The engineer then took the ProcessID from the results and looked in Task Manager to find which service or executable was tied to that ProcessID. What the engineer eventually discovered was that there was another Windows process bound to the CLS TCP ports – lsass.exe.

LSASS.EXE is the Windows Local Security Authority Subsystem which is responsible for all security processing on a server including authentication, security policy processing, audit policy processing, and token processing. But why would LSASS.EXE be listening on the port CLS wants to use? The answer to that question is two-fold:

Since LSASS.EXE relies on the dynamic port range configuration of the Windows OS, it simply looks for a random port available upon boot up.
- Note: Given that the servers also had a static port configuration set for the NetLogon service that overlapped the CLS ports, it meant that even reboots would not have solved the issue because the same port would have been used after every single reboot.
Since LSASS.EXE starts much earlier in the boot process than CLSAGENT.EXE, it has free reign to bind to the TCP ports that CLS needs because the CLS service isn’t running yet.

As a result of the port range configuration and the boot process order, CLS was effectively being starved out of a port needed to function.

The Fix?

In short, the fix was very simple: change the dynamic port range and move the static NetLogon port configuration.

Dynamic Ports

This is a pretty easy change to implement using netsh commands:

Netsh int ipv4 set dynamicport tcp start=24419 num=16383
Netsh int ipv4 set dynamicport udp start=24419 num=16383

Netsh int ipv6 set dynamicport tcp start=24419 num=16383
Netsh int ipv6 set dynamicport udp start=24419 num=16383

NetLogon Static Ports

This is also a pretty easy change to implement through regedit:

HKEY_LOCAL_MACHINE\SYSTEM\CurrentControlSet\Services\NTDS\Parameters

Registry value: TCP/IP Port
Value type: REG_DWORD
Value data: 30000

HKEY_LOCAL_MACHINE\SYSTEM\CurrentControlSet\Services\Netlogon\Parameters

Registry value: DCTcpipPort
Value type: REG_DWORD
Value data: 30001

The Results…

Following the change of the dynamic port range and the change of the NetLogon configuration, you need to reboot the servers in question.

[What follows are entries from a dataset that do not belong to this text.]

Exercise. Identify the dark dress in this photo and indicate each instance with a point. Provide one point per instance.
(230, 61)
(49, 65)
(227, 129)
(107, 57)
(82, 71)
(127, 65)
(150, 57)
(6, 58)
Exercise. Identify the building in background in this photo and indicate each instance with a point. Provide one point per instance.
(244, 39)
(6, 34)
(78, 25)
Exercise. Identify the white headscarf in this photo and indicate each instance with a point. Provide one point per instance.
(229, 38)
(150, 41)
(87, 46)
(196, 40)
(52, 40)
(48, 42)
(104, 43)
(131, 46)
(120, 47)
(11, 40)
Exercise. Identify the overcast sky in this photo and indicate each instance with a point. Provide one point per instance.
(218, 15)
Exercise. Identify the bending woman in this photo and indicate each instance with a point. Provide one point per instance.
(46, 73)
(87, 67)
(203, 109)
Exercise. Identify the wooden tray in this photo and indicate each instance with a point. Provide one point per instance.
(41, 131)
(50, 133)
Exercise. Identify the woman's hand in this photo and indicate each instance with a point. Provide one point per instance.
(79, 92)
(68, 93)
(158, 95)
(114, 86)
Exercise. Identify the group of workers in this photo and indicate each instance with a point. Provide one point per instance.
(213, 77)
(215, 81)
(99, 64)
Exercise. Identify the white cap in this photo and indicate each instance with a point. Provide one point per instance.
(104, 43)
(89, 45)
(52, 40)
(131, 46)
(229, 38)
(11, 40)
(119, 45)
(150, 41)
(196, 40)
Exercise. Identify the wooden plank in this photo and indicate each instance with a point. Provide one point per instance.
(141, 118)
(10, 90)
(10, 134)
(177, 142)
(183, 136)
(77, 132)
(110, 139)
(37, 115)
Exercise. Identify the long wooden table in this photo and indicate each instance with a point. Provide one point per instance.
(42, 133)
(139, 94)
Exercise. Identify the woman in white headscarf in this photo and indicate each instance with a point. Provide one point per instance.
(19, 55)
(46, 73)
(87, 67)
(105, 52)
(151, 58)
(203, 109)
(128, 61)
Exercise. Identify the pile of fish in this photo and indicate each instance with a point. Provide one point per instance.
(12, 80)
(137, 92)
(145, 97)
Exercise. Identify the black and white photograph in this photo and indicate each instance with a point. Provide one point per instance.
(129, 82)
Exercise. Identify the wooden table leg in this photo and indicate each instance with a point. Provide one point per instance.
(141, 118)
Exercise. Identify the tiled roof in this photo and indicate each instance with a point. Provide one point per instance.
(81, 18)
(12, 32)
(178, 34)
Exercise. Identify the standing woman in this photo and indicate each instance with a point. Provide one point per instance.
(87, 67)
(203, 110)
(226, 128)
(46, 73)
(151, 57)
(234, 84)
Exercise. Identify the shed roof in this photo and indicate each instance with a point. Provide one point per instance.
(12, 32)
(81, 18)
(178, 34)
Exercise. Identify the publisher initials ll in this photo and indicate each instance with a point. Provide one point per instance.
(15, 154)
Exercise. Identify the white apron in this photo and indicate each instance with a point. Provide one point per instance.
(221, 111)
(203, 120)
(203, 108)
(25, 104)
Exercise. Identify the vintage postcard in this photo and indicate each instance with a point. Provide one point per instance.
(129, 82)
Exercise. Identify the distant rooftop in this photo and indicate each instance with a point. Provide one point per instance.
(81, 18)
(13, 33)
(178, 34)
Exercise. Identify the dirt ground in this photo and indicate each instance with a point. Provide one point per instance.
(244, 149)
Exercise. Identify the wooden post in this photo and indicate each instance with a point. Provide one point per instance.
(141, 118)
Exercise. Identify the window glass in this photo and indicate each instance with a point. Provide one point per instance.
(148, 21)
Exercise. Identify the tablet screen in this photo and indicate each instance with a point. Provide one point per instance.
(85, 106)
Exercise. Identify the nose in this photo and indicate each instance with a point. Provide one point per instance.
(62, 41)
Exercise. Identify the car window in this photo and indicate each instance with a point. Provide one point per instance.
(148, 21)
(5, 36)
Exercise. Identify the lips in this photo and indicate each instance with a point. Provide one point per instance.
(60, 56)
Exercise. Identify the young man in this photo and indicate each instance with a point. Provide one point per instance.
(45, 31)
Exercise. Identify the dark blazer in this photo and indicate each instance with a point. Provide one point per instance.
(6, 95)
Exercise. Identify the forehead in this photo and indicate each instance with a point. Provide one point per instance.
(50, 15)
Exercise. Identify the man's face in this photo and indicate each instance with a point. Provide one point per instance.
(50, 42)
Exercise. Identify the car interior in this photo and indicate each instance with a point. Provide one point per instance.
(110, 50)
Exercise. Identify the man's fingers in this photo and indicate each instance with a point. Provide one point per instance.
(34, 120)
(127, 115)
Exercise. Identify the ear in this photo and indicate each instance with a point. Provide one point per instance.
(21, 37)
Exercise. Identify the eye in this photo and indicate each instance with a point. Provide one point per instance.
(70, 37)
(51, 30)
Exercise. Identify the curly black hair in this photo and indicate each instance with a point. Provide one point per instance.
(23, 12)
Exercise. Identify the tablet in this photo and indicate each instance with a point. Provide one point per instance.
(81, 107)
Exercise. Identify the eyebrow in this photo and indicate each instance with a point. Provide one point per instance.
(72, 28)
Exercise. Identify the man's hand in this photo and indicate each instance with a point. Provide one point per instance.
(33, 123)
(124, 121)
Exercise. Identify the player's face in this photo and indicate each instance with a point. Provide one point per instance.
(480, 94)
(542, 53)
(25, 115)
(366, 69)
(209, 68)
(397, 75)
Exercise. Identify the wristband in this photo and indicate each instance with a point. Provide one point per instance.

Low-and-behold…after doing so we had functional CLS:

A quick examination of netstat also confirmed that CLS was bound to the TCP ports, as expected:

Short Re-Cap

In the end it was part configuration error and part dumb luck. This customer had overlapped their dynamic TCP port and static TCP port allocations with ports that CLS wanted to use. It was simply the luck-of-the-draw that LSASS.EXE had grabbed one of the CLS ports and all because LSASS.EXE starts when Windows boots…long before CLSAGENT.EXE starts, which is set to “Delayed Start” by default. When you combined everything together, you get the case of CLS “running” but not actually working.

Short Aside:

If you are using Microsoft’s recommendations for TCP/UDP ports for Lync/Skype4B QoS, any port above 40803 should be dedicated for the various Lync/Skype4B MCUs. Don’t overlap your dynamic or static OS ports in the same range that your MCUs will operate in…instead move it below the 40803 range, as we did in this fix. You may have to ensure your firewall rules are updated to reflect the new SrcPort for communications (if you are using internal firewalling), but it’s a small price to pay to be able to actually use CLS!